Energy efficiency with capture efficiency tests


Better performance of hoods and hobs, lower fan noise and sanitized kitchen environment.

How not wasting energy and, at the same time, saving in the bill? Dealing with the increase of the price of raw materials and the rise in energy costs, more and more consumers pay attention to the issues of sustainability and energy efficiency, both in relation to environmental themes and to avoid repercussions in the bill. Through Capture Efficiency tests, today manufacturers can offer end-users hoods and hobs able to balance the energy consumption with the real suction capacity of fumes and steams, matching a lower noise of the fan and a better air sanitization in the kitchen environment.

Visual procedure for capture efficiency

Knowing the suction capacity in numbers
Until now, it was possible to know the suction capacity of a hood or of a hob, but without indicating the percentage of pollutants actually sucked: 3P Engineering, Italian engineering company, has developed a unique method on the uptake efficiency that for the first time allows manufacturers to rely on numerical, quantifiable and comparable numbers, to measure products’ capacity not only of sucking but of preventing the diffusion of odours, steams and pollutants. Due to these tests stemming from years of researches and specific know-how, producers can assess and improve the performances of hoods and hobs, since the product development phase: with equal yield, it is possible to choose the most suitable fan to be combined to the system, so avoiding oversizing, related costs and energy wastes, with benefits also in terms of lower noise, another indisputable advantage for consumers.

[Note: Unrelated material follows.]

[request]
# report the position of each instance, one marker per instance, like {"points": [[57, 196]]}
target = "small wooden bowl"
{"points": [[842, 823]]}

The Capture Efficiency tests in the Testing Laboratory of 3P Engineering

Efficient sanitization
Moreover, measuring the effective suction capacity of a hood allows end users to sanitize the air of the domestic environment more efficaciously, reducing pollutants, especially in the kitchen, where the noxious power of fumes and steams that propagate in the food preparation can concentrate, with particles of NO2 (nitrogen dioxide), CO (carbon monoxide) and H2CO (formaldehyde), damaging the IAQ (Indoor Air Quality). While cooking, in fact, it is often necessary to proceed to the air change by opening the window (with energy dispersion in case of air conditioned or heating), even using suction hoods, downdraft hobs and induction hobs with integrated hoods. This because we do not know the real percentage of fumes, odours and steams actually absorbed in relation to the overall quantity of collected air. For this reason, the uptake efficiency represents a strategic test for hood and hob manufacturers: carrying out this kind of tests on one’s own systems, it is possible to offer products able to balance the energy consumption and the real suction capacity of fumes and steams. 3P Engineering is equipped with independent accredited Test Laboratory (Accredia Lab n. 1537 L, UNI CEI EN ISO/IEC 17025), where they carry out a complete range of tests according to IEC/EN 61591 and conformity tests in compliance with RoHS 2011/65/UE directive, with guarantee of test objectivity.